German chess composer

Peter Hoffmann (born 1955) is a German chess composer.

Peter Hoffmann is particularly known for his contributions to the Babson Task, including the first multi-move cyclic realization in an orthodox position without promoted pieces in the initial setup.

== Biography ==
Hoffmann lives in Braunschweig, Germany, and works as a school librarian; in his free time, he is an avid hiker. In 2011, he was awarded the title of FIDE Master for Chess Composition.

== Compositional work ==
Hoffmann is active in orthodox moremovers with promotion themes. In 1986, he published a version of the Babson Task with four main echo promotions and no duals in the main lines, followed in 2009 by a version considered particularly clean with regard to secondary duals.

In 2003, he proposed in the German magazine Die Schwalbe a cyclic Babson in #4, using promoted pieces in the initial position; in 2005, he published in Schach the first cyclic version in an orthodox position without promoted pieces in the initial setup, which earned a Spezialpreis (special prize).
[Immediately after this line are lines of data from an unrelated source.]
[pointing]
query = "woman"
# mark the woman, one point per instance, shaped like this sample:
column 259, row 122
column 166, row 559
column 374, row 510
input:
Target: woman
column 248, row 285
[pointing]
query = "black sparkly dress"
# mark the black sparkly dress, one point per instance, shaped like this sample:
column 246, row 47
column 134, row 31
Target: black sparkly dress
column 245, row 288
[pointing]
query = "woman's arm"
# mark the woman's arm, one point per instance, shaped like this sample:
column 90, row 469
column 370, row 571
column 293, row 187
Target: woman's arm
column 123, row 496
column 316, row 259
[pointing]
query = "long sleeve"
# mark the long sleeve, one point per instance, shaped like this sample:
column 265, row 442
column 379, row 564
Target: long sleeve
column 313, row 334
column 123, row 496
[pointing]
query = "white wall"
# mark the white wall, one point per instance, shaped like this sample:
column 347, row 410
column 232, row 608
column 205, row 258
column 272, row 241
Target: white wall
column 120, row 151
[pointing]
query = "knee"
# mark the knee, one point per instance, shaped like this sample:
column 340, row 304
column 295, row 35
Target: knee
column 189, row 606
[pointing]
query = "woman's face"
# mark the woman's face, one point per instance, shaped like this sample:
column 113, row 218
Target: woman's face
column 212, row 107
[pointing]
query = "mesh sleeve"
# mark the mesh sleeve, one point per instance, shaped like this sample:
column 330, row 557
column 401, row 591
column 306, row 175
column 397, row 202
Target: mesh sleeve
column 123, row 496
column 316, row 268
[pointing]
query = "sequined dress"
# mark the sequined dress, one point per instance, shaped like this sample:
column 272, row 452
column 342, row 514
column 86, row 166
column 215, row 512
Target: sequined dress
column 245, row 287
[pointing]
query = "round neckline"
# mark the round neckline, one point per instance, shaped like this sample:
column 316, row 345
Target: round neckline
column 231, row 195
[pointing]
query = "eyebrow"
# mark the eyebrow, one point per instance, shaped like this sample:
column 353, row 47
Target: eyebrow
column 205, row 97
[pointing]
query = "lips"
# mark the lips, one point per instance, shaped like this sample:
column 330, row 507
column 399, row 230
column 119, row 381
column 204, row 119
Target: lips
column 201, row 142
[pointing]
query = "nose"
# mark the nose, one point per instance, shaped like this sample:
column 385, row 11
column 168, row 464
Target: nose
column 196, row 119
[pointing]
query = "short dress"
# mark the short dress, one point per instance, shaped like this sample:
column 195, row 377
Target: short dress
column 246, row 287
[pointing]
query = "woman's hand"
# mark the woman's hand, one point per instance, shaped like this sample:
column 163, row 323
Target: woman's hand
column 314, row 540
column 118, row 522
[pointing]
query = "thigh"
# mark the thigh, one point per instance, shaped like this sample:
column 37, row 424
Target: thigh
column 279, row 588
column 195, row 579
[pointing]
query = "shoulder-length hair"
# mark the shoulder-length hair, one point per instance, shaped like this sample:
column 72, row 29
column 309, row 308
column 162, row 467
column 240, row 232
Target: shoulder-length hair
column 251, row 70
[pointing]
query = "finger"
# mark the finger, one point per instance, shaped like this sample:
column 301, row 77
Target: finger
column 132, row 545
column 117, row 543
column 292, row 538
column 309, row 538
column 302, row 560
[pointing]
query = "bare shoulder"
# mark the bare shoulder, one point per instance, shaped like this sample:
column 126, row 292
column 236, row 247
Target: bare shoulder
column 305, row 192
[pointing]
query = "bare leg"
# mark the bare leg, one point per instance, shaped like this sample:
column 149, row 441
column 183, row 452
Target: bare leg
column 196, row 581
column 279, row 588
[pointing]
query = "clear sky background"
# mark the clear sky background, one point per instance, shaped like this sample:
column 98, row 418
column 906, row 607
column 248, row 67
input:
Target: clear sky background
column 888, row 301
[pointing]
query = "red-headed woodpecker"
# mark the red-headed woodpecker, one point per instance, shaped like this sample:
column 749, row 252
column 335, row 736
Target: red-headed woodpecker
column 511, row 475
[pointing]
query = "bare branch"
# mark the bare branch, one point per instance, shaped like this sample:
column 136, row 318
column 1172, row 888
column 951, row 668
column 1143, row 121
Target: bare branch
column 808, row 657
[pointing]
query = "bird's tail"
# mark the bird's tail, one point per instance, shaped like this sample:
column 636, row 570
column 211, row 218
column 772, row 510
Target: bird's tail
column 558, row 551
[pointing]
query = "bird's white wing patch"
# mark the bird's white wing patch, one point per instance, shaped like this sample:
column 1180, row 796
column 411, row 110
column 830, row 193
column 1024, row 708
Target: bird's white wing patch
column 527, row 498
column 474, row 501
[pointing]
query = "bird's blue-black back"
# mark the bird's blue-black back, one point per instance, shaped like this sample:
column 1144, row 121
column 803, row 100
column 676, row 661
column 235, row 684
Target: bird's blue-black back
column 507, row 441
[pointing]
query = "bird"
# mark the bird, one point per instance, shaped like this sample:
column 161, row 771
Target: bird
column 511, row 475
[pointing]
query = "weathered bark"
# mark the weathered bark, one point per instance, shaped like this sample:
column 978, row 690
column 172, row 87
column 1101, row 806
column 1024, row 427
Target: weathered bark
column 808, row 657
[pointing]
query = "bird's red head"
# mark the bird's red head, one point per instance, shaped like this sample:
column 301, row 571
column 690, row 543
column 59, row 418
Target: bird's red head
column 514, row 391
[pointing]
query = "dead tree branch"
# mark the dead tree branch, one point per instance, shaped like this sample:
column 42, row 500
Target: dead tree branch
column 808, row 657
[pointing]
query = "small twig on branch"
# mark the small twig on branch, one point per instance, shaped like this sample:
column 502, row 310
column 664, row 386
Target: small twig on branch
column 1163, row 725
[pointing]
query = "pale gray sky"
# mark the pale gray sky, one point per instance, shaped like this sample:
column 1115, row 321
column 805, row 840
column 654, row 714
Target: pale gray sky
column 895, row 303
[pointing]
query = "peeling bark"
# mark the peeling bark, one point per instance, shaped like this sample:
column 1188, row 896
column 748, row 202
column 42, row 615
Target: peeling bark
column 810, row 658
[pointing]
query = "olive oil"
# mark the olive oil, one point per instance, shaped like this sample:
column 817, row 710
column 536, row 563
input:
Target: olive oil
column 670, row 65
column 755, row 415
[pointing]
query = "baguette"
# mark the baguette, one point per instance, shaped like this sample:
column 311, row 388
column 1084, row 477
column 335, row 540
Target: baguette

In addition to original compositions, Hoffmann curated two technical surveys on the Babson theme in collaboration with Erik Zierke, hosted on the specialized site BerlinThema: the monograph 100 Jahre Babson-Task im orthodoxen Direktmatt (99 pp.) and the subsequent essay Das produktivste Babson-Schema. These studies are frequently cited in recent chess composition literature.

== Publications ==
- 100 Jahre Babson-Task im orthodoxen Direktmatt (with Erik Zierke), BerlinThema, 2013– (updated).
- Das produktivste Babson-Schema (essay), BerlinThema, 2024/2025.

== Bibliography ==
- Frederic Friedel, The perfect Babson, ChessBase, 1 December 2018 (profile and survey of Hoffmann's work).
- Collection and documentation on the Babson (PDF) on BerlinThema.
- Das produktivste Babson-Schema (PDF) on BerlinThema.